South Africa’s Afrigen Biologics & Vaccines Ltd. said it has made a Covid-19 vaccine that matches the one by Moderna Inc. after that company rebuffed it in its request for a partnership.
Afrigen, part of the World Health Organization’s mRNA technology transfer hub in Cape Town, obtained the publicly available sequence of the Moderna shot from Stanford University and has now made its own version, Petro Terblanche, the managing director of Afrigen, said.
The WHO set up the mRNA hub in the South African city, its first, in June in a bid to address concerns that poor countries weren’t getting sufficient access to Covid-19 vaccines.
The initial idea was to form a partnership with a major producer of mRNA vaccines, however companies including Pfizer Inc., BioNTech SE and Moderna all declined the WHO’s request to share their technology and expertise.
“That didn’t happen,” Terblanche said. “We put a team together and moved on.”
Representatives for Moderna did not immediately comment.
Afrigen, a laboratory that produces materials that can be used in vaccines, is now doing final tests and will then transfer the technology to larger companies that can make the substance on a bigger scale.
The initial transfer will be to the BioVac Institute, which is also in Cape Town, and then there will be transfers to Sinergium Biotech SA in Argentina and Brazil’s Fundacao Oswaldo Cruz Foundation, she said.

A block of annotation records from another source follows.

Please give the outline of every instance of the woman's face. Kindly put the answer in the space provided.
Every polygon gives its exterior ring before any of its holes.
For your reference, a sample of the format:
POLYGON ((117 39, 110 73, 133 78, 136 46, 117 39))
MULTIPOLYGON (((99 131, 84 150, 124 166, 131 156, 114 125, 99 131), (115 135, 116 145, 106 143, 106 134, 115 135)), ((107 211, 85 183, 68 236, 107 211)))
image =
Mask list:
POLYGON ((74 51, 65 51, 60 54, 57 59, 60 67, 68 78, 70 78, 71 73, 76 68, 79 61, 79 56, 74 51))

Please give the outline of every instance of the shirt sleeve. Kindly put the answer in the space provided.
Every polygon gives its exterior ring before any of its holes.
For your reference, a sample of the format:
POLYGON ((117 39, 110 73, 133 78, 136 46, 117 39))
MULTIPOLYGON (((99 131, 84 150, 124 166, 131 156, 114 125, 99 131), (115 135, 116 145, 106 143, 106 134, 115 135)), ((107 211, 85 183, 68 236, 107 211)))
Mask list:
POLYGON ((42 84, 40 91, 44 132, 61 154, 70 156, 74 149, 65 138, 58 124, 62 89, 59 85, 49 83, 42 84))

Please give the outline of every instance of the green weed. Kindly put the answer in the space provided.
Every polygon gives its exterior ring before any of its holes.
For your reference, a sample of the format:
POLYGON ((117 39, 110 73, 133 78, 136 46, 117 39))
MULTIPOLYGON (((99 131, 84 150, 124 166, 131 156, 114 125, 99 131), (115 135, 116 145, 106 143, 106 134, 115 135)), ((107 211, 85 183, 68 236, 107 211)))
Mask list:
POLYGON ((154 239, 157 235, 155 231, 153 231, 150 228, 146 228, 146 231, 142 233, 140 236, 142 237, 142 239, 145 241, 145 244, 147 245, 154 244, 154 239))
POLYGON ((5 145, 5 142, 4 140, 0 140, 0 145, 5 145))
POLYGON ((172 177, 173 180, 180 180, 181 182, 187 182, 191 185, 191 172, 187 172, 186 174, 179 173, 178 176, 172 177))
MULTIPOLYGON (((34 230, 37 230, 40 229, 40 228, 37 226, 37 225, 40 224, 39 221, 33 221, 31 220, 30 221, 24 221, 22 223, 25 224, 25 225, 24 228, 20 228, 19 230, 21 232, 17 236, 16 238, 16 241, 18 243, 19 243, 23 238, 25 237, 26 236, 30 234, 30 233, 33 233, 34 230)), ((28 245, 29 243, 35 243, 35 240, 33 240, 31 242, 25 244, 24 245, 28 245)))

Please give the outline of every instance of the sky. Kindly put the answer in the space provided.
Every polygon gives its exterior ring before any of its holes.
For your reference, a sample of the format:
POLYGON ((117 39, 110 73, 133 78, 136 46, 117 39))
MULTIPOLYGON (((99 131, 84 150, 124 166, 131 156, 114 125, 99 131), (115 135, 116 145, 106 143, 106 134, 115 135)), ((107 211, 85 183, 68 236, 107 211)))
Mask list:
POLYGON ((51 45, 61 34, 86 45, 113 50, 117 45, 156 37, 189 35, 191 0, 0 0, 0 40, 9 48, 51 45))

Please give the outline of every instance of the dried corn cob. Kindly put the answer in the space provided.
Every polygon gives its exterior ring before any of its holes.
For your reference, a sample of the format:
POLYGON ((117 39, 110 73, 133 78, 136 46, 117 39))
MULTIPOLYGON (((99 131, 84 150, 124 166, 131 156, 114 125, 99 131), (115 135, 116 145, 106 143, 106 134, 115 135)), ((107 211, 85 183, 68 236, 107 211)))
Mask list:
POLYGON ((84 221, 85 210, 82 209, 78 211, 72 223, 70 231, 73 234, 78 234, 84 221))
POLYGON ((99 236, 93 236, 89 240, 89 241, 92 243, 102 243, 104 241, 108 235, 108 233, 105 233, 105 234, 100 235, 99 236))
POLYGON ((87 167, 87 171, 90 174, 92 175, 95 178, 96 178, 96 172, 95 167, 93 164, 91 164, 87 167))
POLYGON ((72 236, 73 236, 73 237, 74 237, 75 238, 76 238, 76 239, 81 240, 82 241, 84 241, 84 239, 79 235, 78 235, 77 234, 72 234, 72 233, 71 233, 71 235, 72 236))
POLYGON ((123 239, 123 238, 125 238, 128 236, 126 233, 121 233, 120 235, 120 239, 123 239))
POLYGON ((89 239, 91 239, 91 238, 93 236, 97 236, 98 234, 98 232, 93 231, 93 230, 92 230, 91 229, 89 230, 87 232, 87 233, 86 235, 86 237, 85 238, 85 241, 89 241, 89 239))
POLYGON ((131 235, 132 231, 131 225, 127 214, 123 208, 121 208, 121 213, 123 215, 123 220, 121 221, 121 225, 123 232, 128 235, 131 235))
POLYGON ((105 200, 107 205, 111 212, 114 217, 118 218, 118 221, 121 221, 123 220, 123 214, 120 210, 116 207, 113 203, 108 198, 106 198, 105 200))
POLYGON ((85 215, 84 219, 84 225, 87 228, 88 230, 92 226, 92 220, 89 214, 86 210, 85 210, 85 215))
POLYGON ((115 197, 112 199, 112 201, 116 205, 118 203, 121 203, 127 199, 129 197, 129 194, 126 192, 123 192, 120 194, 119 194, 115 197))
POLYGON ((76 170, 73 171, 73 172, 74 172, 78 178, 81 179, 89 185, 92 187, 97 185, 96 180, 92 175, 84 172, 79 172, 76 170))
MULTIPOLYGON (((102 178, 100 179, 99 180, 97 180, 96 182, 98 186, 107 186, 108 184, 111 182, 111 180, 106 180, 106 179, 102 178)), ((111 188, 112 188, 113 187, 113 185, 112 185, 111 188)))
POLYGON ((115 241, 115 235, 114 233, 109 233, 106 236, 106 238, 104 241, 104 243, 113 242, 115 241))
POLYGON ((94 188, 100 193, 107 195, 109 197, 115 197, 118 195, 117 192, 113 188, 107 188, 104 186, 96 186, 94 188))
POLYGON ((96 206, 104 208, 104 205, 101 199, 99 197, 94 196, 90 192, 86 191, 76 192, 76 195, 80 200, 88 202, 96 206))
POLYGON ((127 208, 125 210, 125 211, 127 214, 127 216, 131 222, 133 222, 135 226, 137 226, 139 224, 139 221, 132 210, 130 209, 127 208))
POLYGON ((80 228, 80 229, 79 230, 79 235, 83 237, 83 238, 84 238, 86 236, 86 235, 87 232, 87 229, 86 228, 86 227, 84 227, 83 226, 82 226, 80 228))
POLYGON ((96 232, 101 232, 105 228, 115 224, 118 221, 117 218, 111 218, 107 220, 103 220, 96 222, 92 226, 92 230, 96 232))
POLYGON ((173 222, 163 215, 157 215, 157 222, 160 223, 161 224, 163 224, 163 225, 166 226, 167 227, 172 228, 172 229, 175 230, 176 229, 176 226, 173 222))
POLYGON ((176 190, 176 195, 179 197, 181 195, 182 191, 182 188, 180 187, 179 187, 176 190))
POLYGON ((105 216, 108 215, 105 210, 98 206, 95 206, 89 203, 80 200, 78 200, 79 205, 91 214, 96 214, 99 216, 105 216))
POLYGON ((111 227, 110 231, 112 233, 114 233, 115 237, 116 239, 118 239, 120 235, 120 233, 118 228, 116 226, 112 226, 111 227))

The vaccine still needs to go through clinical trials and it could be two years before a license can be sought and the shot rolled out to the general population, she said.
Afrigen is permitted to make the vaccine especially as it is still in an experimental stage, she said.
“The sequence is in the public domain,” she said. “We have freedom to operate.”
South Africa is a good place to hold the trials because of its medical expertise, ethnically diverse population and a high prevalence of co-morbidities, she said.
While the vaccine may not be available for some time it demonstrates the technical capability of Afrigen.
The company is looking at making another Covid-19 vaccine itself that won’t need to be stored at the ultra-low temperatures required by Moderna’s shot and will ultimately look to tackle diseases prevalent in Africa such as HIV, tuberculosis and malaria, she said.
The development was reported earlier by Reuters.